A good example applying a trust region to enhance Benders' decomposition is given by Santoso et. al. (2005). In paper, the trust region is applied in one of two proposed approaches, namely with an additional constraint limiting the "switching" of binary variables. The authors state that to avoid the issues of local optimality the restriction provided by the trust region must be relaxed over the course of the solution algorithm.

My research has also involved employing a trust region approach. In my paper Maher et. al. (2014), I discuss another implementation issue regarding suboptimal master problem solutions. In this case, I state that suboptimal master problem solutions do not affect the accuracy of the solution approach. In fact, it can aid in reducing the number of master problem iterations.

Parallelisation

The final enhancement approach that I would like to discuss it parallelisation of the solution algorithm. For a long time (it can't be too long since I have not long completed my PhD), I was opposed to the use of parallel programming techniques. My criticism was that people reported the use of parallelisation as a contribution of the research. I did not really agree, since this was a computational approach and not really progressing the mathematical programming world. I especially felt this in regards to Benders' decomposition because the solution algorithm is very amenable to parallelisation. Namely, each of the subproblems can be solved on separate compute nodes, drastically reducing the overall solution runtimes.

I was convinced, however, that the use of parallel programming in mathematical programming applications is the way the world is going (or has gone). So, I decided to use parallelisation for a Benders' decomposition application. The end result was expected, and it could be argued that this enhancement was necessary to achieve any meaningful results.

In general, the parallelisation of Benders' decomposition is fairly straight forward. However, the implementation still calls for problem specific enhancements. Questions such as the following need to be asked: in what order do you solve the subproblems? do you only resolve the master problem when all subproblems have been solved? do you concurrently solve the master and subproblems? The method of application can greatly affect the performance of the algorithm with many possible gains to be made.

The wrap-up

My opinion is that enhancements to Benders' decomposition is almost always necessary. That said, it may not be necessary to implement each and every enhancement, so it will pay to choose wisely. In one of my papers I have implemented each of the discussed enhancement techniques, but I did not start with them all. I also have to point to Santoso et. al. (2005), because the authors document a number of different enhancement approaches, some of which are not discussed here. The work of Santoso et. al. (2005) demonstrates the difficulty associated with applying Benders' decomposition and the work that is required to achieve an efficient solution approach. One important question remains, is Benders' decomposition the best approach available, or should other decomposition techniques be investigated?

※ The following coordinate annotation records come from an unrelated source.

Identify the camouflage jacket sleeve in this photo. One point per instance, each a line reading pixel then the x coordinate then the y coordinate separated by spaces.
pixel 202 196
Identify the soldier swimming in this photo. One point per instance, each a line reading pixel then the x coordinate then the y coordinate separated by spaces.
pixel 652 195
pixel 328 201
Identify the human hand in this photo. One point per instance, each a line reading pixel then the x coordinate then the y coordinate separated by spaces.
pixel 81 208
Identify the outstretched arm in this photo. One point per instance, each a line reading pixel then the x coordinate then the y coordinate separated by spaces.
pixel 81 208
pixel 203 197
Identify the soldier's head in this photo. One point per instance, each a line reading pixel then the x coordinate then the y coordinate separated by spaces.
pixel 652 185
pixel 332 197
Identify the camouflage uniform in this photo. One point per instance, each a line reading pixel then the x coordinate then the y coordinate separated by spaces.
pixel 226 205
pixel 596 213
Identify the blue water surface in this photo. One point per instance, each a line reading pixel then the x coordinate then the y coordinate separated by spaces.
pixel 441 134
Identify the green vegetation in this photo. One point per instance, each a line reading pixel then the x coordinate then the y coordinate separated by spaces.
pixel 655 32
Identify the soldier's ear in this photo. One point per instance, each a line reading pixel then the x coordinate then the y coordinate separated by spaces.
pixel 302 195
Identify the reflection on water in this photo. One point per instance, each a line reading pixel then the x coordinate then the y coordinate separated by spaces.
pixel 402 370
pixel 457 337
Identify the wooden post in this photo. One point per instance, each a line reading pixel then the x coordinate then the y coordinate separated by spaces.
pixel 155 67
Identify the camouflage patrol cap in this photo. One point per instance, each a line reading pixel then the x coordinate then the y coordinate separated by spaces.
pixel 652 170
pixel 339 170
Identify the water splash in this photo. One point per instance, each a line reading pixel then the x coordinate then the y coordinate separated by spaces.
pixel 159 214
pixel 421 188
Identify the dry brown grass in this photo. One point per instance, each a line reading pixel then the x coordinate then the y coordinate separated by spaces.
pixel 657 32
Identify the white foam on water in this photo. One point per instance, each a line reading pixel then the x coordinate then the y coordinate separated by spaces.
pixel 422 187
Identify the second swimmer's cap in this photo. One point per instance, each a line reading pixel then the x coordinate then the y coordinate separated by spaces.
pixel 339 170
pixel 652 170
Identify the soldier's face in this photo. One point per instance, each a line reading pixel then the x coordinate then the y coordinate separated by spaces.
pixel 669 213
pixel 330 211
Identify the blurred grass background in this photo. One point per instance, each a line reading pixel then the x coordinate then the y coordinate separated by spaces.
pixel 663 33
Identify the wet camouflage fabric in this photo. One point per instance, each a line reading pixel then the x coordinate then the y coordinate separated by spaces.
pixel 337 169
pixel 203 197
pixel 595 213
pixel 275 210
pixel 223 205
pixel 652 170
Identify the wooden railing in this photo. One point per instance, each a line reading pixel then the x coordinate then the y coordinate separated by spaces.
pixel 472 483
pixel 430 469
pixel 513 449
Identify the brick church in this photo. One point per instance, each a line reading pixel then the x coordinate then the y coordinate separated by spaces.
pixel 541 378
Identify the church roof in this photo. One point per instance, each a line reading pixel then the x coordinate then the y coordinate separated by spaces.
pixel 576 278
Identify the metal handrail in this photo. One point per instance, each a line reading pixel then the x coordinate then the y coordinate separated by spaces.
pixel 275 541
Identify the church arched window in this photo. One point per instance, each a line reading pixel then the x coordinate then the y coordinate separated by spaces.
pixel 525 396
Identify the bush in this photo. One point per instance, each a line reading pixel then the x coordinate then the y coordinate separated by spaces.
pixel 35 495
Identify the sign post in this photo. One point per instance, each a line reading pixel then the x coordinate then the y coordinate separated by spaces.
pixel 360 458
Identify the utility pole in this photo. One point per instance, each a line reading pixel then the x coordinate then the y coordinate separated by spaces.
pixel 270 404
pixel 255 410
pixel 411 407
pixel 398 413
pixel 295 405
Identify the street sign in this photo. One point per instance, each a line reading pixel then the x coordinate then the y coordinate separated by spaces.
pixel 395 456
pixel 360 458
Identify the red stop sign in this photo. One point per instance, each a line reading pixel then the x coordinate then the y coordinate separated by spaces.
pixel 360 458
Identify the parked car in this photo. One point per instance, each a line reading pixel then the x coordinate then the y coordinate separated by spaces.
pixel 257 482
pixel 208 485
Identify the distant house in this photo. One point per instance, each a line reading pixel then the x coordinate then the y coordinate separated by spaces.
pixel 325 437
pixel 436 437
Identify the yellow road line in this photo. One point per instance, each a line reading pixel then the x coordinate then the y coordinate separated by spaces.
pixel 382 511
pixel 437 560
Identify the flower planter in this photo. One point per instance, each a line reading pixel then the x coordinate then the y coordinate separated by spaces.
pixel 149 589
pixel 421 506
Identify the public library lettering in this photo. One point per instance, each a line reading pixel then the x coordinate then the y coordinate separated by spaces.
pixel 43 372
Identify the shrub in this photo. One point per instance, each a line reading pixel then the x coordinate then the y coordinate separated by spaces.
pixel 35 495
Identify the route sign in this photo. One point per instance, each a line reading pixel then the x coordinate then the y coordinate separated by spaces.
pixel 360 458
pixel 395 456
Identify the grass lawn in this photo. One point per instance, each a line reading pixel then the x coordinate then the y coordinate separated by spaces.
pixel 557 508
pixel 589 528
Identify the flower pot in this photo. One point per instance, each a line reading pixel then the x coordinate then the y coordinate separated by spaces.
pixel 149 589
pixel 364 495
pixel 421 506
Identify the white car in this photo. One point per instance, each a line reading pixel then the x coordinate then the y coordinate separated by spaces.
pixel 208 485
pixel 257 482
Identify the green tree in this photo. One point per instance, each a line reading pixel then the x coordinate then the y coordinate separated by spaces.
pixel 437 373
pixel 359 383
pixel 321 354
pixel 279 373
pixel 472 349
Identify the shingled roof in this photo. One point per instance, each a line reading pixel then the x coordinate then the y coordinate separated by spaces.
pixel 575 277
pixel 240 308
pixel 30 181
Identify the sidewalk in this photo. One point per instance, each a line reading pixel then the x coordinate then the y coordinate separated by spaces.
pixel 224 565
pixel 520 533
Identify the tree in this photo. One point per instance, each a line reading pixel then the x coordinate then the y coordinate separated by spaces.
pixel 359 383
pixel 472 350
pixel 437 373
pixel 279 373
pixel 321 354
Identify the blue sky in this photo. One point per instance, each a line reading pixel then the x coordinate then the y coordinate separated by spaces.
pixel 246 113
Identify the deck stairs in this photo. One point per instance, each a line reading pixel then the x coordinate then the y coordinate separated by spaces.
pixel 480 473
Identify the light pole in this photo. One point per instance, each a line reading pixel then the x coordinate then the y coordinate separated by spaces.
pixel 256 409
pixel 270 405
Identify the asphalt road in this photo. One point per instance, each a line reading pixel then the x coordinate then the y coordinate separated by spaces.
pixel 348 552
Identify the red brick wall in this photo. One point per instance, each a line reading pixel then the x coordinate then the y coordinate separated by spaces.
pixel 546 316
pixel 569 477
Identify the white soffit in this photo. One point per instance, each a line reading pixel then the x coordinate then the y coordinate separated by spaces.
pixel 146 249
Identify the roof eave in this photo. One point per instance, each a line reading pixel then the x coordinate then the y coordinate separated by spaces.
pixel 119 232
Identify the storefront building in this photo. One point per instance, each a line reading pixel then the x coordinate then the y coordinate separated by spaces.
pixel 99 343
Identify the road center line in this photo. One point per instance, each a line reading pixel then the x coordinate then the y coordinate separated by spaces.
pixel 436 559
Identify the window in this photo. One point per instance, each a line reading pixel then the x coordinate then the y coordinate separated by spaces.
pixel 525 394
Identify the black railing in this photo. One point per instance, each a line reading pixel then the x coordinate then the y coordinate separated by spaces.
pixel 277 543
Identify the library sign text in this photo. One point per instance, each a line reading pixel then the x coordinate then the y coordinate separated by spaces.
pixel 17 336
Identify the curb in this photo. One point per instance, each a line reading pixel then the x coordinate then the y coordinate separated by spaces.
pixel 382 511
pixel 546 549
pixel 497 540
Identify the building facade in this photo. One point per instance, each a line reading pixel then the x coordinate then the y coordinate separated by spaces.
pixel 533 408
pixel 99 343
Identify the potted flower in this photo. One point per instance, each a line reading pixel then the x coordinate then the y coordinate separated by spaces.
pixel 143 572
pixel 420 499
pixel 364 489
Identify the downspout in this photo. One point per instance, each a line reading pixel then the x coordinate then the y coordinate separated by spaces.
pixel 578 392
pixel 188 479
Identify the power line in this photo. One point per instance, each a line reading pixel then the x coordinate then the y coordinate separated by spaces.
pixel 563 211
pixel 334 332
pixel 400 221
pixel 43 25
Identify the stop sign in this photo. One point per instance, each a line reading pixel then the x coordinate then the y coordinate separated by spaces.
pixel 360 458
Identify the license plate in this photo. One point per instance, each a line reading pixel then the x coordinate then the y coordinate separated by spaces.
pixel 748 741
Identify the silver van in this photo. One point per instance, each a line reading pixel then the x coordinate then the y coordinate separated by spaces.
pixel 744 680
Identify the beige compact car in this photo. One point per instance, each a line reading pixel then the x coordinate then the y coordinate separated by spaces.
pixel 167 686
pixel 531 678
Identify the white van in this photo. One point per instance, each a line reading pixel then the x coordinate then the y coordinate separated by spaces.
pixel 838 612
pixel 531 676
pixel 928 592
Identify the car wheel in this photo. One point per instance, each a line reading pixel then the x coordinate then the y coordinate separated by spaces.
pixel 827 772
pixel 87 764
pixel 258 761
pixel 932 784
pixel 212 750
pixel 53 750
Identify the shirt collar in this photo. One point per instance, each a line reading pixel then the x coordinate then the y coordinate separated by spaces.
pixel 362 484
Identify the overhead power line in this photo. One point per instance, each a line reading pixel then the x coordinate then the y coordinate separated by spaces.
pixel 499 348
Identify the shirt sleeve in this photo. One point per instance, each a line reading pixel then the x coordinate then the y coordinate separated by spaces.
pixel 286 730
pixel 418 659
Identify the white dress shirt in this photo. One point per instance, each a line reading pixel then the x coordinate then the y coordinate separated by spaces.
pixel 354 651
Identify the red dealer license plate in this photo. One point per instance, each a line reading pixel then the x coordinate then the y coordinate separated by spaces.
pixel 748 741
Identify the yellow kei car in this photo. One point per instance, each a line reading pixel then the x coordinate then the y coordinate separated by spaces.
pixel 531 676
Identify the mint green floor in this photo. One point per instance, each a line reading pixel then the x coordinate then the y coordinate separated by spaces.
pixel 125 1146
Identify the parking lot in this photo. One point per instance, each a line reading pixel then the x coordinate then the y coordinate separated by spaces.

  • J.-F. Cordeau, G. Stojkovic, F. Soumis, and J. Desrosiers. Benders’ decomposition for simultaneous aircraft routing and crew scheduling. Transportation Science, 35(4):375-388, 2001.
  • T. Magnanti and R. Wong. Accelerating Benders’ decomposition: algorithmic enhancement and model selection criteria. Operations Research, 29(3):464–484, 1981.
  • S. J. Maher, G. Desaulniers and F. Soumis. Recoverable robust single day aircraft maintenance routing problem. Computers & Operations Research, 51:130-145, 2014.
  • A. Mercier, J. Cordeau, and F. Soumis. A computational study of Benders’ decomposition for the integrated aircraft routing and crew scheduling problem. Computers & Operations Research, 32(6):1451–1476, 2005.
  • N. Papadakos. Integrated airline scheduling. Computers & Operations Research, 36(1):176–195, 2009.
  • T. Santoso, S. Ahmed, M. Goetschalckx, and A. Shapiro. A stochastic programming approach for supply chain network design under uncertainty. European Journal of Operational Research, 167(1):96–115, 2005.